Source code for lhotse.recipes.vctk

"""
This CSTR VCTK Corpus includes speech data uttered by 110 English
speakers with various accents. Each speaker reads out about 400
sentences, which were selected from a newspaper, the rainbow passage
and an elicitation paragraph used for the speech accent archive.

The newspaper texts were taken from Herald Glasgow, with permission
from Herald & Times Group. Each speaker has a different set of the
newspaper texts selected based a greedy algorithm that increases the
contextual and phonetic coverage. The details of the text selection
algorithms are described in the following paper:

C. Veaux, J. Yamagishi and S. King,
"The voice bank corpus: Design, collection and data analysis of
a large regional accent speech database,"
https://doi.org/10.1109/ICSDA.2013.6709856

The rainbow passage and elicitation paragraph are the same for all
speakers.
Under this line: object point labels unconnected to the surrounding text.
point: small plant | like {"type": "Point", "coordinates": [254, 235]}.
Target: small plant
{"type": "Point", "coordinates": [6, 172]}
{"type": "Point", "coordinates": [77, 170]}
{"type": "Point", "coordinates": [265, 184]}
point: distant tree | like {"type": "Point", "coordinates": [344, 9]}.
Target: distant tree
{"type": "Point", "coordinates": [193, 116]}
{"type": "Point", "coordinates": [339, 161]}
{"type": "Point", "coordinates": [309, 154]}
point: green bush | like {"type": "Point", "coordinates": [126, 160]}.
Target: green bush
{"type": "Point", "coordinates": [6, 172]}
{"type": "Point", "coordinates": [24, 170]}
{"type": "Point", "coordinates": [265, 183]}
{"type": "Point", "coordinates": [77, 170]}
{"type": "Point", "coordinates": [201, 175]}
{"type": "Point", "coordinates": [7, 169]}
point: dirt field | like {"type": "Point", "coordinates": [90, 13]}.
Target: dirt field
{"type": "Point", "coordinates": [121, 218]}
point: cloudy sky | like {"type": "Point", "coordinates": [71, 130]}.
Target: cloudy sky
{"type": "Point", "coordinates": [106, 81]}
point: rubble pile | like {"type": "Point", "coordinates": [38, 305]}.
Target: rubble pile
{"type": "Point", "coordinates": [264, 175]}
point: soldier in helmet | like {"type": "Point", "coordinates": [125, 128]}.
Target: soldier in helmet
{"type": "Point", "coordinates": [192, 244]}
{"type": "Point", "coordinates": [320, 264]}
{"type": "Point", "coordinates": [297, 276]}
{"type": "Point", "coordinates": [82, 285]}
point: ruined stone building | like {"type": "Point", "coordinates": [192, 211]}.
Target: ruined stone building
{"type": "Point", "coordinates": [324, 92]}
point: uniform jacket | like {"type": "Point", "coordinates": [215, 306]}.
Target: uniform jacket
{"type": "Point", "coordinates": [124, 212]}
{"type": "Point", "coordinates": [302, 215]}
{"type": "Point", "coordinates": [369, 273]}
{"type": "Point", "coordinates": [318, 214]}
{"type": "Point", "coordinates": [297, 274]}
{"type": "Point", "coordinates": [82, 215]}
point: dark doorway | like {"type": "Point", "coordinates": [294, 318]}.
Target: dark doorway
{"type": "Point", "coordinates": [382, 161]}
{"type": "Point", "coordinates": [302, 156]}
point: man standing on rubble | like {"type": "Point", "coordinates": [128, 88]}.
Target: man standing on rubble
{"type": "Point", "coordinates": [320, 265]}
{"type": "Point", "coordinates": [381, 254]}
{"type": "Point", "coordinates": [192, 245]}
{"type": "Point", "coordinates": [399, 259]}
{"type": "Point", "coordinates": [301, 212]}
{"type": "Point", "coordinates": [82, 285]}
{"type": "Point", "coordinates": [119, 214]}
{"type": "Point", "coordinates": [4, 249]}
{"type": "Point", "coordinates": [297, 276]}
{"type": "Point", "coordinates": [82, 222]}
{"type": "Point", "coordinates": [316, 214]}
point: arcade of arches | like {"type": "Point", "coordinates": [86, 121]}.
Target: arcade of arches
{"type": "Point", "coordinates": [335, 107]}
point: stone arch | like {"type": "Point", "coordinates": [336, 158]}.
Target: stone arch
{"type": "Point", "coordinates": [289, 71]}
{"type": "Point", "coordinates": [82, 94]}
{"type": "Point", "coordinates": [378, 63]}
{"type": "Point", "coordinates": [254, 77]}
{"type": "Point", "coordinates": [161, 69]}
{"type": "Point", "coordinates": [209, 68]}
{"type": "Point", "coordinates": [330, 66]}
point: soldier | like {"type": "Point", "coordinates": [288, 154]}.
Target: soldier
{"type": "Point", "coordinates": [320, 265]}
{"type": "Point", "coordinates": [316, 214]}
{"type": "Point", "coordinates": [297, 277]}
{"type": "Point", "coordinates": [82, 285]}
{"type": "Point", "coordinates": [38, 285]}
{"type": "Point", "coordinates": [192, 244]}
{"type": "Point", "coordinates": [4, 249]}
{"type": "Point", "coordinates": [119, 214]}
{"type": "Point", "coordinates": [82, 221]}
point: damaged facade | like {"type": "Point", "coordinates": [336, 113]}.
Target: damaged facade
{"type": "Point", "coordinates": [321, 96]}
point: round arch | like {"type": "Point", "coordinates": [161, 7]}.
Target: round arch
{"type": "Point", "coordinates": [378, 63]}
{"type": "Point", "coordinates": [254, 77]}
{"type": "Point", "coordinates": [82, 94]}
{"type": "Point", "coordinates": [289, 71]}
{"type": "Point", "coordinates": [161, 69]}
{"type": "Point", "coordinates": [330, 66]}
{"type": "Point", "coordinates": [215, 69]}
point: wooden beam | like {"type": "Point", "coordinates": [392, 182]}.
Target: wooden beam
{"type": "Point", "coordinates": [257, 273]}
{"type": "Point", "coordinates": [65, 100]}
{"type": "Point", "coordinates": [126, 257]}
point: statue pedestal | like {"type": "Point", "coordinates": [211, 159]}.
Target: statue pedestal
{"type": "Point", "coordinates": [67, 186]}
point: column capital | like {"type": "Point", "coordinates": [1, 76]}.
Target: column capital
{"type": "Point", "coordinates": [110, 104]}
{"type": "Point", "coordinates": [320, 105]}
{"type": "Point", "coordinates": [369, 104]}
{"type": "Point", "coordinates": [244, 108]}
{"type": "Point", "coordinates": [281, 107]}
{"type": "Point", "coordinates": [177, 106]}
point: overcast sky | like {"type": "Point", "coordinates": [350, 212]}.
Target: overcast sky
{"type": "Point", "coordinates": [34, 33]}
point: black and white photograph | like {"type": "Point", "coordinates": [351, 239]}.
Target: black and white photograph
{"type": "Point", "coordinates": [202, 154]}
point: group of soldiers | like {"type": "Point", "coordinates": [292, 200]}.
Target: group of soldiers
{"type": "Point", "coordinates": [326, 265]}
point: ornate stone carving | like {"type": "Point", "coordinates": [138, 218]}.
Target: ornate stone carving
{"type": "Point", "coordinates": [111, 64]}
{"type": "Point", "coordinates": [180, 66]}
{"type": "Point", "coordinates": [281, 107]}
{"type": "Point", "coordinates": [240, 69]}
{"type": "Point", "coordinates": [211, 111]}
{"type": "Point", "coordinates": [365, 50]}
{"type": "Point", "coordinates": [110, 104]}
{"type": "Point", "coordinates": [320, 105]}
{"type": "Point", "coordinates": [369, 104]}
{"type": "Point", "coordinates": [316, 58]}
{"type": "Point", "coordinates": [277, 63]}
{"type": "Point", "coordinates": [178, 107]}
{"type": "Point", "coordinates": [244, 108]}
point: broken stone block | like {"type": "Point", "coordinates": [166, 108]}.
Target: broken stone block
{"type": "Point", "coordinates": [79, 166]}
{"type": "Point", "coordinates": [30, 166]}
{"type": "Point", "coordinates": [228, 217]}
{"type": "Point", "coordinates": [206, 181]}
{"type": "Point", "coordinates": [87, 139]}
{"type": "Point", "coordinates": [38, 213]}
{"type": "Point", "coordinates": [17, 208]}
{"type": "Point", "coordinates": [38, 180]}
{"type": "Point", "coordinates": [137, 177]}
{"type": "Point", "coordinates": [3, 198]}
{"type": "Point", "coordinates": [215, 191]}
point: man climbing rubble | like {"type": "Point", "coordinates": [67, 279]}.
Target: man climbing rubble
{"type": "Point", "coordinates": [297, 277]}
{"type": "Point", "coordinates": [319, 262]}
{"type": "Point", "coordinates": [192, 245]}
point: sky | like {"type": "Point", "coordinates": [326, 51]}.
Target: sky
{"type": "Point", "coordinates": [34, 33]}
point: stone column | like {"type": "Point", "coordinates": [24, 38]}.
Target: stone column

The rainbow passage can be found at International Dialects
of English Archive:
(http://web.ku.edu/~idea/readings/rainbow.htm). The elicitation
paragraph is identical to the one used for the speech accent archive
(http://accent.gmu.edu). The details of the the speech accent archive
can be found at
http://www.ualberta.ca/~aacl2009/PDFs/WeinbergerKunath2009AACL.pdf

All speech data was recorded using an identical recording setup: an
omni-directional microphone (DPA 4035) and a small diaphragm condenser
microphone with very wide bandwidth (Sennheiser MKH 800), 96kHz
sampling frequency at 24 bits and in a hemi-anechoic chamber of
the University of Edinburgh. (However, two speakers, p280 and p315
had technical issues of the audio recordings using MKH 800).
All recordings were converted into 16 bits, were downsampled to
48 kHz, and were manually end-pointed.

This corpus was originally aimed for HMM-based text-to-speech synthesis
systems, especially for speaker-adaptive HMM-based speech synthesis
that uses average voice models trained on multiple speakers and speaker
adaptation technologies. This corpus is also suitable for DNN-based
multi-speaker text-to-speech synthesis systems and waveform modeling.

COPYING

This corpus is licensed under the Creative Commons License: Attribution 4.0 International
http://creativecommons.org/licenses/by/4.0/legalcode

VCTK VARIANTS
There are several variants of the VCTK corpus:
Speech enhancement
- Noisy speech database for training speech enhancement algorithms and TTS models where we added various types of noises to VCTK artificially: http://dx.doi.org/10.7488/ds/2117
- Reverberant speech database for training speech dereverberation algorithms and TTS models where we added various types of reverberantion to VCTK artificially http://dx.doi.org/10.7488/ds/1425
- Noisy reverberant speech database for training speech enhancement algorithms and TTS models http://dx.doi.org/10.7488/ds/2139
- Device Recorded VCTK where speech signals of the VCTK corpus were played back and re-recorded in office environments using relatively inexpensive consumer devices http://dx.doi.org/10.7488/ds/2316
- The Microsoft Scalable Noisy Speech Dataset (MS-SNSD) https://github.com/microsoft/MS-SNSD

ASV and anti-spoofing
- Spoofing and Anti-Spoofing (SAS) corpus, which is a collection of synthetic speech signals produced by nine techniques, two of which are speech synthesis, and seven are voice conversion. All of them were built using the VCTK corpus. http://dx.doi.org/10.7488/ds/252
- Automatic Speaker Verification Spoofing and Countermeasures Challenge (ASVspoof 2015) Database. This database consists of synthetic speech signals produced by ten techniques and this has been used in the first Automatic Speaker Verification Spoofing and Countermeasures Challenge (ASVspoof 2015) http://dx.doi.org/10.7488/ds/298
- ASVspoof 2019: The 3rd Automatic Speaker Verification Spoofing and Countermeasures Challenge database. This database has been used in the 3rd Automatic Speaker Verification Spoofing and Countermeasures Challenge (ASVspoof 2019) https://doi.org/10.7488/ds/2555


ACKNOWLEDGEMENTS

The CSTR VCTK Corpus was constructed by:

        Christophe Veaux   (University of Edinburgh)
        Junichi Yamagishi  (University of Edinburgh)
        Kirsten MacDonald

The research leading to these results was partly funded from EPSRC
grants EP/I031022/1 (NST) and EP/J002526/1 (CAF), from the RSE-NSFC
grant (61111130120), and from the JST CREST (uDialogue).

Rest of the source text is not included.